I honestly feared Harry was breaking into song there. Luckily it was just Khan finally deciding he's gonna have to choke a bitch. Hate to say it, but if he'd just gone with the choking and death threats in the first place, he'd have saved himself one hell of an embarrassing scenario.

Actually... more like:


"Of course not, of course not." Khan released him, and Harry rubbed his neck, choking and coughing. "You just point me to my provisions and I'll be out of your hair forever."

Khan stabbed a button on his desktop intercom. "Joachim!" A moment later, the young man entered. He wrinkled his nose, and his eyes went immediately to the puddles on the floor. Having gotten used to it, Khan cursed himself for forgetting about the stink he and Mudd had raised. "Provide Mr. Mudd with a week's worth of provisions -- no more! Then escort him to his ship, and see that he leaves."

"Pleasure doing business with you, Khan-old-boy." Harry offered his hand, but Khan only looked at him disdainfully. "Yes, well, cheerio." As he exited the room, Harry called out behind him. "Just remember what me dear old pappy used to say... Walk softly, and carry a big stick!" His belly-laugh echoed down the corridor as he disappeared.

Like a jolly, perverted Santa Claus in the distance.....


Okay guys and gals. The moral of this story? The best way to solve an argument is by getting out your cock. Just be sure yours is bigger than your challenger's or awquard competetive masturbation might ensue.

Links: [The Fic] - "The Biggest Stick" by longbeachtrekstar

4 comments:

  1. You updated!

    I don't know where you find these things. Pervert.

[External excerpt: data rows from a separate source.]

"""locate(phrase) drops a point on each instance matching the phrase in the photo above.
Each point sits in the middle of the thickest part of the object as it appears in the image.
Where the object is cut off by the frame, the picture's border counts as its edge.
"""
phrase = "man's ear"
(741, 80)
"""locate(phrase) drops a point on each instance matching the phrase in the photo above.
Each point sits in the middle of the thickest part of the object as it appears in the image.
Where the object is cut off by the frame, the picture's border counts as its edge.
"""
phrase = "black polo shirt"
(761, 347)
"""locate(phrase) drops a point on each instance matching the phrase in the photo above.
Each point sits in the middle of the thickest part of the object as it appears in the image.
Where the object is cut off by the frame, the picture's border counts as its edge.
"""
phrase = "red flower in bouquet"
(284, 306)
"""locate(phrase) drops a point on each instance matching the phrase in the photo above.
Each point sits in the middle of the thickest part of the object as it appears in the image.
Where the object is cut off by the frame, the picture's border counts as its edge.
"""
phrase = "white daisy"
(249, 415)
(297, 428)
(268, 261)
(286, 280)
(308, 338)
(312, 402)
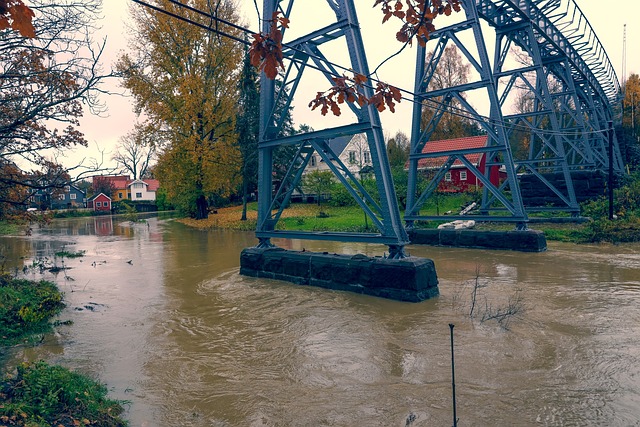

    I mostly liked your own addition

    Kirk: "Spock, that's an order."
    Spock: "Captain, I find your order highly illogical." *Unzips* *Waggles penis*
    Kirk: *Unzips* "Well, mine's clearly bigger, so hop to it."
    Spock: "I suspect your human eyes may be malfunctioning, because your observation is incorrect."
    McCoy: "Actually," *pulls down pants* "mine's biggest."
    Spock: "Again, incorrect."
    Kirk: "Yes, put your child-size penis away now, Bones. You're just embarrassing yourself."
    McCoy: "Dammit, I'm a Doctor, not a porn star!"

    HA! :D

    Love from, Enoby Dementia D'arkness Raven Way

    ReplyDelete
  2. O THX EBONY.

    Maybe I should start writing my own bad fanfic. I see enough of it, I should be an expert by now.

    FYI, my research includes extensive and inventive Googling. And sifting through the archives of fanfic sites. Not easy on the eyes, but it's worth it when I find the perfect horrendous fic and get to inflict it on other people.

    ReplyDelete
  3. This is just wow, one way I will never settle a argument.

    McCoy: "Dammit, I'm a Doctor, not a porn star!"
    ILU Alice.

    Also "Oh Norman" is my new go to pretend curse word.
    Looking forward to the new fics!

    ReplyDelete
  4. Brilliant. Sheer, disturbing, brilliance.
    Now what's next? I'm not really quite sure how you can out-do yourself.